这里的攀爬需要更加小心。603的阳台玻璃门紧闭,窗帘拉了一半。我屏息凝神,将感知提升到极限。
首先,听。
没有狗走动的声音。没有呼吸声。没有舔舐水碗或玩具的声音。一片死寂。
其次,闻。
从阳台门缝隙中飘出的气味非常……单调。没有活犬特有的体味、唾液味、腺体分泌物味。只有一股淡淡的金属润滑剂气味、极细微的电路板发热味,以及一种……类似高压静电场产生的臭氧味?
没有粪便、尿液、食物残留的味道。一条正常代谢的狗,不可能完全不产生这些气味。
第三,也是最重要的:能量感知。
我闭上眼睛,将意识沉入脊柱节点,将水系感应扩展到极致,同时调动“元初之丝”对异常能量的共鸣特性。
穿透玻璃门和墙壁的阻隔,我“看”到了。
在603室内,客厅中央位置,有一个高度有序、边界清晰的能量团。
不是生物场——生物的能量场是流动的、有温度的、会呼吸般脉动的。这个能量团是几何化的,核心是一个稳定的高频振荡源,周围环绕着多层不同频率的护盾层。每一层护盾都在以精确的数学节奏进行周期性涨落,像是某种精密的能量护甲。
在这个能量团的“背部”位置(如果它有方向的话),延伸出四条较细的能量通道,模拟出“四肢”的结构。头部位置有一个复杂的传感器阵列,散发着多种波段的扫描脉冲——包括红外、微光增强、超声波,以及……一种我熟悉的、专门用于探测异常能量波动的谐振频段。
这是GAPI外勤小队装备的扫描频段。
我继续深入感知。
能量团内部,有一个“核心”。那不是心脏,而是一个复合能量电池与量子计算单元的结合体。电池提供动力,计算单元处理信息、控制护盾、运行程序。在计算单元的内存区,我捕捉到一些流动的数据碎片:
-任务日志片段:“日常巡逻记录:目标楼层(303)能量读数稳定,Alpha级波动频率维持在基准线±3%范围内。未检测到S系列特征频段异常活跃……”

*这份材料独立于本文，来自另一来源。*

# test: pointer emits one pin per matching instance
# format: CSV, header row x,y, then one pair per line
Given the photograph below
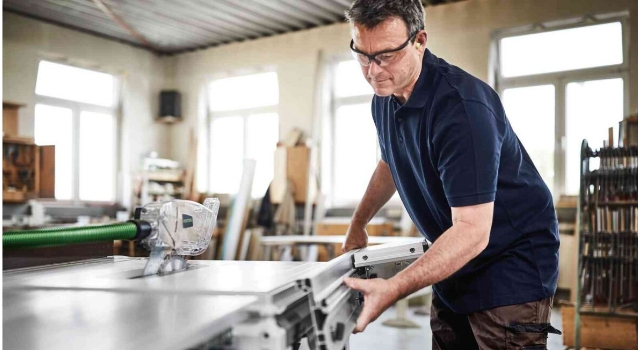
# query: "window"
x,y
75,111
560,86
353,157
243,123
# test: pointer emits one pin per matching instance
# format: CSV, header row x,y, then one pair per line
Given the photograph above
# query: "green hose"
x,y
47,237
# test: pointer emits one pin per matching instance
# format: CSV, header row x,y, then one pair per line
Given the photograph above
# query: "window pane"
x,y
53,126
227,154
76,84
531,112
97,157
562,50
355,152
349,80
247,91
262,132
592,107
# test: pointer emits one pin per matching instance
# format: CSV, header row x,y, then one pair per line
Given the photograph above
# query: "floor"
x,y
378,336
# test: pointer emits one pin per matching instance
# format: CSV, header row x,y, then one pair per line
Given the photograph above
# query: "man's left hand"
x,y
378,295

-行为模板调用:“社交模拟模块加载:遇见邻居宠物(中华田园犬,代号‘阿黄’),执行‘无视-观察’协议……”
-威胁评估数据:“周边三公里范围内,检测到三次以上异常能量事件(城西老街空间褶皱、南郊游乐园精神污染、北郊湿地现实稳固度下降),威胁等级评估:B+。建议:持续监测,暂不介入。”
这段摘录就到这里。